United Nations officials warned that more than a million Sudanese refugees in Chad face immediate, life-threatening cuts to food, water, shelter, protection and health care unless additional funding is secured.
The spokesman said the combined shortfall for the World Food Program (WFP) and the UN Refugee Agency (UNHCR) in the Sudan–Chad response stands at $428 million. The briefing noted that Chad hosts roughly 1.3 million refugees from Sudan overall, more than 900,000 of them having crossed the border since the start of the war in 2023.
To sustain humanitarian access by air, the Emergency Relief Coordinator, Tom Fletcher, allocated $48 million from the UN Central Emergency Response Fund (CERF) for urgent support to the UN Humanitarian Air Service (UNHAS).

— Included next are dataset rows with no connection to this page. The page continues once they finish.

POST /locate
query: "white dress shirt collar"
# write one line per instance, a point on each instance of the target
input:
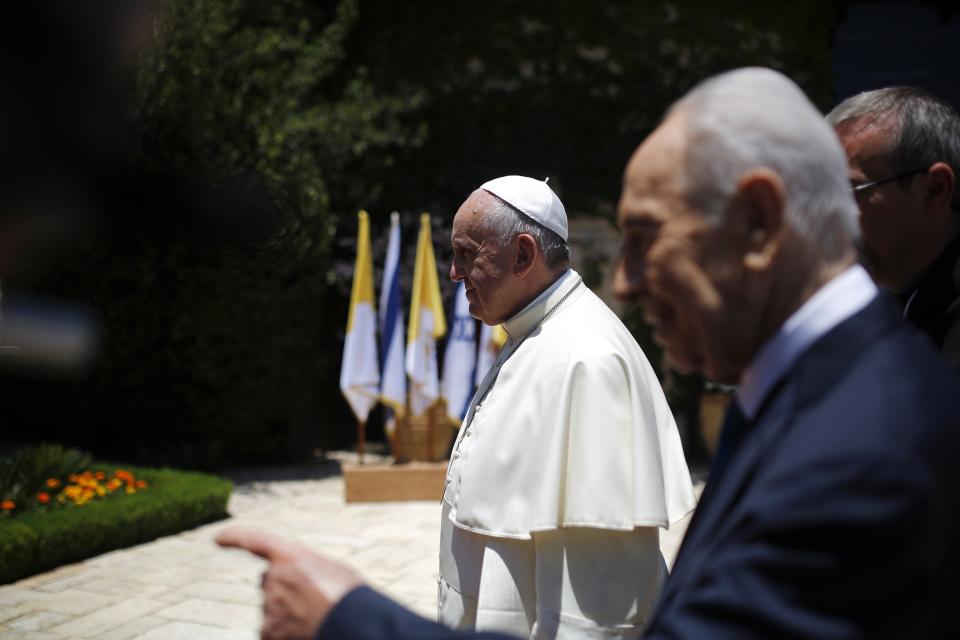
(839, 299)
(521, 323)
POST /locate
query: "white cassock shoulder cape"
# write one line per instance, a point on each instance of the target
(569, 429)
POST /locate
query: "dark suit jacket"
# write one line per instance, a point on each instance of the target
(935, 302)
(836, 518)
(838, 515)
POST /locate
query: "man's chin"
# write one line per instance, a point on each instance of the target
(682, 363)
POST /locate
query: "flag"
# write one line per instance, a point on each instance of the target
(460, 358)
(491, 340)
(427, 323)
(393, 382)
(359, 372)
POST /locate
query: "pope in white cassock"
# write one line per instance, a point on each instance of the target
(568, 460)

The funding is intended to keep UNHAS flights operating in eight countries, including Chad, the Democratic Republic of the Congo, Haiti, Kenya, Nigeria, South Sudan, Sudan and Syria, enabling humanitarian workers and critical supplies to reach people in need.
The spokesman said UNHAS also transports journalists in many cases and that shrinking humanitarian funding could otherwise force the air service to suspend flights. He added that the CERF allocation was made possible in part by a recent $2 billion contribution to UN-managed humanitarian funds.
UN officials appealed to donors to mobilize funds over the next six months to sustain life-saving assistance to refugees and host communities in Chad and elsewhere.
No implementing details or conditionalities for the CERF allocation were announced at the briefing; UN agencies will provide operational updates as funding is received and as needs evolve.